Backing up its employees' interest in a strong approach to mental health, Pinterest offers its workers counseling benefits and unlimited time off. The company also often closes the office on the day before or after a holiday, Deputy said, providing employees a little extra time with family. "We try to give people a little bit of notice, but not too much notice," she said. "It's nice to have a surprise."
For parents, Pinterest also provides 16 weeks' paid leave and adoption and surrogacy assistance.
In addition to its employee resource groups, the company has redoubled its diversity, equity and inclusion efforts. "The people team is spending a lot of our time on leadership capability, on engagement and insights, on understanding what our people need," Deputy said. "We're spending a lot of our time hiring, and really making sure that we're engaged, sourcing the right candidates and getting a diverse set of candidates to come and join the company."
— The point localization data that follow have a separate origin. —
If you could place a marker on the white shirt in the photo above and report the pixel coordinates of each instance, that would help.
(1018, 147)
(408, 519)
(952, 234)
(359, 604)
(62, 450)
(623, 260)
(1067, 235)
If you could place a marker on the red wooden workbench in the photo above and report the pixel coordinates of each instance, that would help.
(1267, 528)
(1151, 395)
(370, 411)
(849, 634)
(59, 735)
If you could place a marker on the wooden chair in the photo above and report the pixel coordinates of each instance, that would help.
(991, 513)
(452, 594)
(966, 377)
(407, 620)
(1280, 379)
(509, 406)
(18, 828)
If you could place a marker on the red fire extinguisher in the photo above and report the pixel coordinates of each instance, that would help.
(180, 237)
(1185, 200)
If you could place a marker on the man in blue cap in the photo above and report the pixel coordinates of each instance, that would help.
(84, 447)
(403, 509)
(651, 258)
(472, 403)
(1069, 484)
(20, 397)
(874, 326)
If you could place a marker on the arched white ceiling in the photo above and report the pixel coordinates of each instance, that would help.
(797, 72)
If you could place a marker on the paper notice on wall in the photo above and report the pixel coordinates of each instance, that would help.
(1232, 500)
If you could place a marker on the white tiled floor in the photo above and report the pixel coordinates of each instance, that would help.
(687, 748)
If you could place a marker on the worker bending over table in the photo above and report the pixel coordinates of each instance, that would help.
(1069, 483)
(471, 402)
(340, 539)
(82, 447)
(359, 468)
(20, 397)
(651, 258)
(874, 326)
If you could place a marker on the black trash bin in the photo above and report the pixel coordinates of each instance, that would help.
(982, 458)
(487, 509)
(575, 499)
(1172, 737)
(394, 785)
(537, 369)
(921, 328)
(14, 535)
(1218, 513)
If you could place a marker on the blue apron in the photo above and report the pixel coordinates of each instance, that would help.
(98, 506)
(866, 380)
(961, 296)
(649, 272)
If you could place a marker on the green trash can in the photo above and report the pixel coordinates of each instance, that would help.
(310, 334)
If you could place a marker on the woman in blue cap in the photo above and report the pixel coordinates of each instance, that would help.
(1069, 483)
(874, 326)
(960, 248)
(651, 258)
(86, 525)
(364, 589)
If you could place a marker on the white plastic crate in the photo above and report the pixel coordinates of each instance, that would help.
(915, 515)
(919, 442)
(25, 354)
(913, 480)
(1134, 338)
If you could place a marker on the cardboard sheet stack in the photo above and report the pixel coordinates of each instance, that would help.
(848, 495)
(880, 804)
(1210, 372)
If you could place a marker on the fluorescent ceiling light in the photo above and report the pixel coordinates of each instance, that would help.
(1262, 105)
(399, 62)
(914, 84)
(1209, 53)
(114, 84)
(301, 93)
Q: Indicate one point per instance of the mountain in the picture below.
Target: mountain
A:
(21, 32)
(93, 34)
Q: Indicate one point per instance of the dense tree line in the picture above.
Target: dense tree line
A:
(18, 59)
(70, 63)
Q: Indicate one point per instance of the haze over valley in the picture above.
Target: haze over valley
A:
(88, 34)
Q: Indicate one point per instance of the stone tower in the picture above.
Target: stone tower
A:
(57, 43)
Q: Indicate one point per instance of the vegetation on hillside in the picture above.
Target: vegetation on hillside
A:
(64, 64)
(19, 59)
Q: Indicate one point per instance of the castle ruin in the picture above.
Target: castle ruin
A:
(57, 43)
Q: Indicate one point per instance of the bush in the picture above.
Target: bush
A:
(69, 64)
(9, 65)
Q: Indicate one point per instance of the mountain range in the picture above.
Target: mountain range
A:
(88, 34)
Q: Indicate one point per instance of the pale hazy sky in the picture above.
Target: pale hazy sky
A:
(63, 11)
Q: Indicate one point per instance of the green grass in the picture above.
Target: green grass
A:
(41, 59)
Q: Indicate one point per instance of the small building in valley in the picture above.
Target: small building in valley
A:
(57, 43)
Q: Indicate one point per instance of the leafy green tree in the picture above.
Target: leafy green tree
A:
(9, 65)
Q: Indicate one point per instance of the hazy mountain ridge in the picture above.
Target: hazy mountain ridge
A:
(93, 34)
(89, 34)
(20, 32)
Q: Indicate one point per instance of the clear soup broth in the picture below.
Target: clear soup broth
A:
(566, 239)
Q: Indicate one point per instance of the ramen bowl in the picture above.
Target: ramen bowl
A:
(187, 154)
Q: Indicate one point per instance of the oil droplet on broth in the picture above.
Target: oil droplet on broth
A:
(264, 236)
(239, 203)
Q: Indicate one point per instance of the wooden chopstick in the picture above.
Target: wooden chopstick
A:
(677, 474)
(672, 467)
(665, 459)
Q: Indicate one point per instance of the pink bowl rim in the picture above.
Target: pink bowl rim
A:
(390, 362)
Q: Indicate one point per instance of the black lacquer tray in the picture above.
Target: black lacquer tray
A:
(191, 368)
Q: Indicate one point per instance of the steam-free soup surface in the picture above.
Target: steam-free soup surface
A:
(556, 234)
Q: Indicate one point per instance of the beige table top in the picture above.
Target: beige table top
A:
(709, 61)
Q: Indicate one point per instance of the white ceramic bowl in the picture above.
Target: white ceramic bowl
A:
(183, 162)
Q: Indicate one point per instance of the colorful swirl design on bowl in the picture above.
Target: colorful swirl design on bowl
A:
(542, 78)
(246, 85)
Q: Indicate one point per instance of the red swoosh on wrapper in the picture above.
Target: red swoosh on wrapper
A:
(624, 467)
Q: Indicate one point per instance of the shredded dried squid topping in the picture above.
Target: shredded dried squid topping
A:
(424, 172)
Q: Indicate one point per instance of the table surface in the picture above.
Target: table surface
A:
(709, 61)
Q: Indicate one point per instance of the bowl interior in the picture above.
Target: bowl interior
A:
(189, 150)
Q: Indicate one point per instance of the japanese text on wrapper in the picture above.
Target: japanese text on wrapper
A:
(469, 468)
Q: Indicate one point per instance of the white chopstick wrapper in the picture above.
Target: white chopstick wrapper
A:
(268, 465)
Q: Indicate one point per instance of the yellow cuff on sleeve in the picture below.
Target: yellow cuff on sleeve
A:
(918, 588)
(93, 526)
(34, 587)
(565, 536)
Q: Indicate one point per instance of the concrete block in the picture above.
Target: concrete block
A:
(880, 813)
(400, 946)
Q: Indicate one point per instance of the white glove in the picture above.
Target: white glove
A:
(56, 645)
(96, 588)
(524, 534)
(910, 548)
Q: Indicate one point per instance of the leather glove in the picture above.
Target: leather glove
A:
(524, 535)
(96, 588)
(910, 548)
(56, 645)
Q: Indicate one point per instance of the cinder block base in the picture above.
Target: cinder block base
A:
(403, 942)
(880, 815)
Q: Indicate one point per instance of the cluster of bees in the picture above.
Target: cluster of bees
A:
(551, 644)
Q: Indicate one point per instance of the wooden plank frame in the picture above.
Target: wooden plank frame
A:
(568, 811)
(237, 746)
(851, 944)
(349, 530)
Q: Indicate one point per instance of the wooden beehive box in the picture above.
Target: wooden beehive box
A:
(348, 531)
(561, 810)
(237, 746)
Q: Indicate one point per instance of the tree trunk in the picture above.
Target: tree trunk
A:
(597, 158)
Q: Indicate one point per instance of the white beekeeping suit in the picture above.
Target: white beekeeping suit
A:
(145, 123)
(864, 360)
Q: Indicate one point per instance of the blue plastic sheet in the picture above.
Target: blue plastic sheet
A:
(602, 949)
Pinterest uses a diverse slate approach to candidates, which has "really made an impact," Deputy said. The company is also forging partnerships to attract diverse engineering talent, and has worked with advisors to employ a strategy of "opportunistic hiring" — a process of hiring strong candidates, even when a specific role isn't available for them.
"We build these relationships and maintain these relationships and when it's the right fit, then we can go ahead and make those hires," Deputy told HR Dive. "That's had a great impact and we've had a number of hires in that space."
The inclusive hiring efforts have begun to pay off; in 2020, roughly one-third of new hires were from underrepresented races and ethnicities (defined by Pinterest as Black, Latinx and Indigenous people). Ten percent of those new hires were in the engineering department.
Last December, Pinterest formed the Inclusive Advisory Council in partnership with the NAACP. The group is intended to "bring influential voices together to guide the company on its journey to foster a culture where all can thrive and are valued for their unique perspectives," according to a news release.
"The first topic we talked to that group about was our inclusive product initiatives and how we're working in that space," Deputy said. The company's user-facing diversity initiatives have included efforts to diminish bias in algorithms and efforts to block hateful terms.
Keeping the Pinployee culture alive
Beyond diversity and mental health initiatives intended to continuously improve upon company culture, employees also have activities that are just for fun — a way to showcase their creativity and passion for colleagues.
PinCuisine, the company's culinary team, has created holiday picnics. "In the summer, you could sign up and get a picnic basket delivered and it had goodies in an icebox," Deputy said. "It sort of creates this connection to the fun stuff that you would do in the summertime."
During an annual, company-wide celebration called Knit Con, employees spend two days putting work aside to teach each other an endless variety of skills, from pasta making and watercolor painting to disaster preparedness and speaking Russian. This past Knit Con, one employee, a former fighter pilot, taught colleagues how to land a plane on an aircraft carrier — virtually. The event aims to help employees from across the globe connect and inspires them to try new things.
"We're really doubling down on our position of being a safe and positive environment," Deputy said. "And so we need to do that with our own people as well as doing that on the site for pinners."